Pamela Joyner and Fred Giuffrida, in partnership with The Ogden Museum of Southern Art, hosted an “abstracted black tie” dinner to celebrate the writers and the artists featured in Four Generations, The Joyner/Giuffrida Collection of Abstract Art, a book spearheaded by Joyner that proposes a radical reevaluation of the contributions to art history played by post-war and contemporary artists of color.
The Joyner Giuffrida Collection of Abstract Act was started in 1999, and its focus was postwar and contemporary African American artists. The collection includes works by four generations of artists with pieces dating from 1945 to present. In recent, the collection has expanded to included artists from the broader African diaspora including South African artists Zander Blom and Mikhael Subotzky and Nicholas Hlobo, as well as artists based in the Europe and UK such as Lynette Yiadom-Boakye and Isaac Julien.

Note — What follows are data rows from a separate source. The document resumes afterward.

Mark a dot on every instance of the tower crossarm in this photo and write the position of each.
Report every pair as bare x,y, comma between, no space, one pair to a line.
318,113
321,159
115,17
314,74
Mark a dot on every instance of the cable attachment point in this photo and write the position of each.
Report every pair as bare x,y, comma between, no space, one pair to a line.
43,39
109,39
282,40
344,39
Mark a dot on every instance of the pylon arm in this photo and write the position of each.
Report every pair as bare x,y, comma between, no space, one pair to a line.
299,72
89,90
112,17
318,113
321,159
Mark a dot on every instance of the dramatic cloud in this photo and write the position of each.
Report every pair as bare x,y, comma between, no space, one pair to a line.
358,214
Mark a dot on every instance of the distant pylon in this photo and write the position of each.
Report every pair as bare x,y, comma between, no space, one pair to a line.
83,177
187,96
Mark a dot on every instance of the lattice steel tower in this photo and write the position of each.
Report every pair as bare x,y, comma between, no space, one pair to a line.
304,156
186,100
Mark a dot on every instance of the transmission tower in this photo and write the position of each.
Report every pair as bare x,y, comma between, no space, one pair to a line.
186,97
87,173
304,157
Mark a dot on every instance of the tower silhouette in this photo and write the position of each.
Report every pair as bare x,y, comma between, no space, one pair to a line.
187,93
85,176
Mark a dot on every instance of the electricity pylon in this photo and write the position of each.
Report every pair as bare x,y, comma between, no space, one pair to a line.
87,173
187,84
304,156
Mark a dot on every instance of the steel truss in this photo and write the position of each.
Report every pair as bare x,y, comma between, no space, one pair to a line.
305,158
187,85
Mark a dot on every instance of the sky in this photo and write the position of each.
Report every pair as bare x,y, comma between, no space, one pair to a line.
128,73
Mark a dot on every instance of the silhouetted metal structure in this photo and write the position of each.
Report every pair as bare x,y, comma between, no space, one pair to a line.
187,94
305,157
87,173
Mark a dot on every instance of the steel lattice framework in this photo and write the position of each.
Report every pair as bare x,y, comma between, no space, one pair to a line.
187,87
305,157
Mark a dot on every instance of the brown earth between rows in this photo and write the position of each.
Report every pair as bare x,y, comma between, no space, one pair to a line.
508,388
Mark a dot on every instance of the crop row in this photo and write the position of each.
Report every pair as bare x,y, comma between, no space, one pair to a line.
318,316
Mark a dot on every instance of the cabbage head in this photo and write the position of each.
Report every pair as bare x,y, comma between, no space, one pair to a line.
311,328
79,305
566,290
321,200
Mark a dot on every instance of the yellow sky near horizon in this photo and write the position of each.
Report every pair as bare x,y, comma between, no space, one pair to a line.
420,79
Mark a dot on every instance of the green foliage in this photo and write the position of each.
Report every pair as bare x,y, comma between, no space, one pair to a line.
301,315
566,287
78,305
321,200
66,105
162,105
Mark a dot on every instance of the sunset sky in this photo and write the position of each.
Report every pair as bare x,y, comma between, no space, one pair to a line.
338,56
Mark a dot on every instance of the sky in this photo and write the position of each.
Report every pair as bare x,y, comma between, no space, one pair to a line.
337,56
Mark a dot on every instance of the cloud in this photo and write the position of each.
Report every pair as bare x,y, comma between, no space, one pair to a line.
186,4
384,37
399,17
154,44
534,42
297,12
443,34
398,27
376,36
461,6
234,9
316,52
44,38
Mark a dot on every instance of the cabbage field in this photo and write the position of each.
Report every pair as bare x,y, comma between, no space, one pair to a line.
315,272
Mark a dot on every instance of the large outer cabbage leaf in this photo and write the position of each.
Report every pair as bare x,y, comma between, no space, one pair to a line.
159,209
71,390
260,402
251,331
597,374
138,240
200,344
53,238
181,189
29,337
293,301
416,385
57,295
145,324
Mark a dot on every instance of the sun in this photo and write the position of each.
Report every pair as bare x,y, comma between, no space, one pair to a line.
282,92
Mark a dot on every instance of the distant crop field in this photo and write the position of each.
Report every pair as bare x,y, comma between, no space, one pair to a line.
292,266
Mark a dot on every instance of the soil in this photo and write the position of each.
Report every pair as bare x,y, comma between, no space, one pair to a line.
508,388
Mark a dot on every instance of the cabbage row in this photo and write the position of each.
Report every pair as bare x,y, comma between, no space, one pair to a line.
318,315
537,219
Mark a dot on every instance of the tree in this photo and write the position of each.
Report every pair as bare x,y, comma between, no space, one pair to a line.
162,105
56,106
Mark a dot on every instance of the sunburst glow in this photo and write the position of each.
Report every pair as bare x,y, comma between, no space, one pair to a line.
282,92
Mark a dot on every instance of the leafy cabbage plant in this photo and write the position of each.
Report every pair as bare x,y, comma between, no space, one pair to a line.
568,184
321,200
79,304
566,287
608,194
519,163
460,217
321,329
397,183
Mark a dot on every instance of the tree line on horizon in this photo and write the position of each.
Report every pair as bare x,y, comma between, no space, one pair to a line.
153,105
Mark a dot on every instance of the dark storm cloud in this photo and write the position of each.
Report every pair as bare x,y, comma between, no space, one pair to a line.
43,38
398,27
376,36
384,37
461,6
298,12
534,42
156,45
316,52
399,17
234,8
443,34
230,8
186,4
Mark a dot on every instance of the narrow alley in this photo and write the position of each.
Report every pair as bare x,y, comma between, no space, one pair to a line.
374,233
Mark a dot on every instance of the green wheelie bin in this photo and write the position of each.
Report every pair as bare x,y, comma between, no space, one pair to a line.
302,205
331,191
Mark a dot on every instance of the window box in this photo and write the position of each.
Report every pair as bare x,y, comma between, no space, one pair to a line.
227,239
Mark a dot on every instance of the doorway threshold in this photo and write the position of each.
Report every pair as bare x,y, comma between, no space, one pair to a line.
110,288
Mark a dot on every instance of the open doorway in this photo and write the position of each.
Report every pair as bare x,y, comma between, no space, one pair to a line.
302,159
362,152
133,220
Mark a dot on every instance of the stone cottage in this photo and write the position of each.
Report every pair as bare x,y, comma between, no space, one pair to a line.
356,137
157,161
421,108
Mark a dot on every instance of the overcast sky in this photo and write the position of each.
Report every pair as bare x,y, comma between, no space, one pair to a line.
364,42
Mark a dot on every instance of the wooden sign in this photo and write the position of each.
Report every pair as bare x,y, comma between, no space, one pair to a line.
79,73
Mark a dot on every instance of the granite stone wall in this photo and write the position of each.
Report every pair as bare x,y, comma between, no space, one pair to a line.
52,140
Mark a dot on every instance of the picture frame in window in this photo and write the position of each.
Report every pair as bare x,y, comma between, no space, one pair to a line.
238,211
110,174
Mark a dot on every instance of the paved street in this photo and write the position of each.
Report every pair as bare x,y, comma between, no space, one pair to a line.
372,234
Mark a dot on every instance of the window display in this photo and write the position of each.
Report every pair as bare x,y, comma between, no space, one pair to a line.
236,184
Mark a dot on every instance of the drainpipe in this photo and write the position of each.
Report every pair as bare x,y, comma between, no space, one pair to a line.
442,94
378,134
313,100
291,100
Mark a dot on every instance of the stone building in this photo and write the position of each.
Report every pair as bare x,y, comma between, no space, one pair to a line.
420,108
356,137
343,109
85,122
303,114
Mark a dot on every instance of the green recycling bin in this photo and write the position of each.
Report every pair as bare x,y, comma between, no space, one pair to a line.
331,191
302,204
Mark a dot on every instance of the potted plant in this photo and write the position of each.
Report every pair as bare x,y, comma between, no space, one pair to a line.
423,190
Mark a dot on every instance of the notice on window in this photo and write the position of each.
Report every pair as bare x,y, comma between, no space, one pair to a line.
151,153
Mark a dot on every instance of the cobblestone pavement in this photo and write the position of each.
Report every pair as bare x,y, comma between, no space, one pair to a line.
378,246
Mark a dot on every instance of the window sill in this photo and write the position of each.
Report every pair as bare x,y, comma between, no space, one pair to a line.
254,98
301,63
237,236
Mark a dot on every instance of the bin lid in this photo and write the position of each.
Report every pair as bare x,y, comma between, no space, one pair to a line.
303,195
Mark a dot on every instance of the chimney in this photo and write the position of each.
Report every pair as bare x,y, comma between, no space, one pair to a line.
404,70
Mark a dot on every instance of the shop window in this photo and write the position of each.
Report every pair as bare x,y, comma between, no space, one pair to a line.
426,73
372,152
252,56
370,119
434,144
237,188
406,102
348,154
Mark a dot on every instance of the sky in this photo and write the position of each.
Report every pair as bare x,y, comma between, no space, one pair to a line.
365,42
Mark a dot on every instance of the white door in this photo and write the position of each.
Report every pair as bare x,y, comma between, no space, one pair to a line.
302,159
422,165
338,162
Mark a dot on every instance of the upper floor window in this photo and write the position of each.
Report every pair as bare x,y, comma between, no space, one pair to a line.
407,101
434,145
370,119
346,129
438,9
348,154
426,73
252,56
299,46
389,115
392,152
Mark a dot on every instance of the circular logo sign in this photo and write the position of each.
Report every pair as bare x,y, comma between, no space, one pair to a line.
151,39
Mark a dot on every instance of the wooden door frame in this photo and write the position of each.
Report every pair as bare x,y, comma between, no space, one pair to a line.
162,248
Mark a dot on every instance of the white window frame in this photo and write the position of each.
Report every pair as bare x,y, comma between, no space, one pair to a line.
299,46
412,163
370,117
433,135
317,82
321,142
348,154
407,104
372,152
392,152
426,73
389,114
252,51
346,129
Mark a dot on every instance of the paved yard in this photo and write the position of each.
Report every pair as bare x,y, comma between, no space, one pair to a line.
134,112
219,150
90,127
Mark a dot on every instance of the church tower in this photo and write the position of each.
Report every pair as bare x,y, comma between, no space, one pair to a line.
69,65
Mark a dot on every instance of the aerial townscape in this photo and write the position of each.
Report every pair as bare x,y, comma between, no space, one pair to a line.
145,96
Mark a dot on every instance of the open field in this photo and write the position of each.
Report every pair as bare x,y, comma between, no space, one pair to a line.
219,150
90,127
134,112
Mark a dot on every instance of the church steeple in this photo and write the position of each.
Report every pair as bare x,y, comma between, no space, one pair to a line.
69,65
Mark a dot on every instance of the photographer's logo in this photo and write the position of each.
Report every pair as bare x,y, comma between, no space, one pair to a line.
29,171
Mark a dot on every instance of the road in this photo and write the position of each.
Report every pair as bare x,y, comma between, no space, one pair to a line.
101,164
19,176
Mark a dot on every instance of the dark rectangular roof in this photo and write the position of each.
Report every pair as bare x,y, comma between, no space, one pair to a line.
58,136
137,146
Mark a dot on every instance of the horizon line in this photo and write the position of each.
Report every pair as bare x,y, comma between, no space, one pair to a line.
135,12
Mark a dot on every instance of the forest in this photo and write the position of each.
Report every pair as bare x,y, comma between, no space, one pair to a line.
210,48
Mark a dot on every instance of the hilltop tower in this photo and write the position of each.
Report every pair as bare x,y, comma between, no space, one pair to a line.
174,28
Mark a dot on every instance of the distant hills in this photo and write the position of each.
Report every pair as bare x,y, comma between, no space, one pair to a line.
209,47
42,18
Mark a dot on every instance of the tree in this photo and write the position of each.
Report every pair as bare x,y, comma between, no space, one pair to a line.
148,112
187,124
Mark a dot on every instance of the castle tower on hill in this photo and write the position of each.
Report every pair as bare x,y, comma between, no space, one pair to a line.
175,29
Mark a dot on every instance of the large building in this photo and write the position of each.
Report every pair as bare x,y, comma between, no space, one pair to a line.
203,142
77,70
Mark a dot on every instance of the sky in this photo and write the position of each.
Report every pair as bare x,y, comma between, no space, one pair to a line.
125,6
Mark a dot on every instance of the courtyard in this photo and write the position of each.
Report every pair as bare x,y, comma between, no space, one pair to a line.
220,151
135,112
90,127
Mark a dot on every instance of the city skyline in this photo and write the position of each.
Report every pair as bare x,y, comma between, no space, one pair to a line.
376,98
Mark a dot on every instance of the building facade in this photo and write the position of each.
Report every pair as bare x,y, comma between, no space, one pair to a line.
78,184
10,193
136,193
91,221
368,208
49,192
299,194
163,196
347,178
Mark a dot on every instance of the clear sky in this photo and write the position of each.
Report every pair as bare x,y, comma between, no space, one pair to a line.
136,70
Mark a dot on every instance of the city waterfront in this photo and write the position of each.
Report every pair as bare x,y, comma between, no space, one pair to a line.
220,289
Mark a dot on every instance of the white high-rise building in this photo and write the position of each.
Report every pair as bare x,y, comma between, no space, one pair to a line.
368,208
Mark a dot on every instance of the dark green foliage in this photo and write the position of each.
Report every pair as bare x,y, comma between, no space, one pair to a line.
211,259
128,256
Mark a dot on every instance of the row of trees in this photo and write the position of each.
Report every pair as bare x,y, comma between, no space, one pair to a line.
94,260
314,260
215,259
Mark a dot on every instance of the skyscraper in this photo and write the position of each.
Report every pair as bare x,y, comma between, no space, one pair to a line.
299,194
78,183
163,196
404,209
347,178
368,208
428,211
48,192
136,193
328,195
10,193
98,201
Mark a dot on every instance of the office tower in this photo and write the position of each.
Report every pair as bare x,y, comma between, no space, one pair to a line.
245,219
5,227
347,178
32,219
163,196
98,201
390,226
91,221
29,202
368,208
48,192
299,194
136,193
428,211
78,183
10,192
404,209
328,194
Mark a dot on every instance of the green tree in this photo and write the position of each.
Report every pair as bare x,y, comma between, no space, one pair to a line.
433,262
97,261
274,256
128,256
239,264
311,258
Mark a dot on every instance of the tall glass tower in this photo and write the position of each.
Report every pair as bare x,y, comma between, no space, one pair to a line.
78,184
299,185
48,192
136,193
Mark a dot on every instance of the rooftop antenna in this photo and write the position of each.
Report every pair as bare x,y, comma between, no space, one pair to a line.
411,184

The event began with cocktails from 5:30 to 6:30 p.m., followed by a talk moderated by Tate Modern’s Mark Godfrey, with Four Generations editor Courtney J. Martin and artists Glenn Ligon, Lorna Simpson and Kevin Beasley. The talk was followed by dinner, and during dessert a discussion was held between curators Christopher Bedford and Katy Siegel, co-curators of the U.S. Pavilion at next year’s Venice Biennale and co-curators of an exhibition drawn from the Joyner/Giuffrida Collection which will open at the Ogden Museum of Southern Art in New Orleans next October.
The event, which was held at the Hearst Tower Penthouse, marked a historic gathering of artists, curators, museum directors and gallery owners across generations to recognize and celebrate the achievements of artists of color and reframe their place within art history.
Attendees at the event included Melvin Edwards, Hank Willis Thomas, Jack Whitten, Thomas P. Campbell, Sheena Wagstaff, Jessica Morgan, Roland Augustine, Brent Sikkema and Casey Caplan.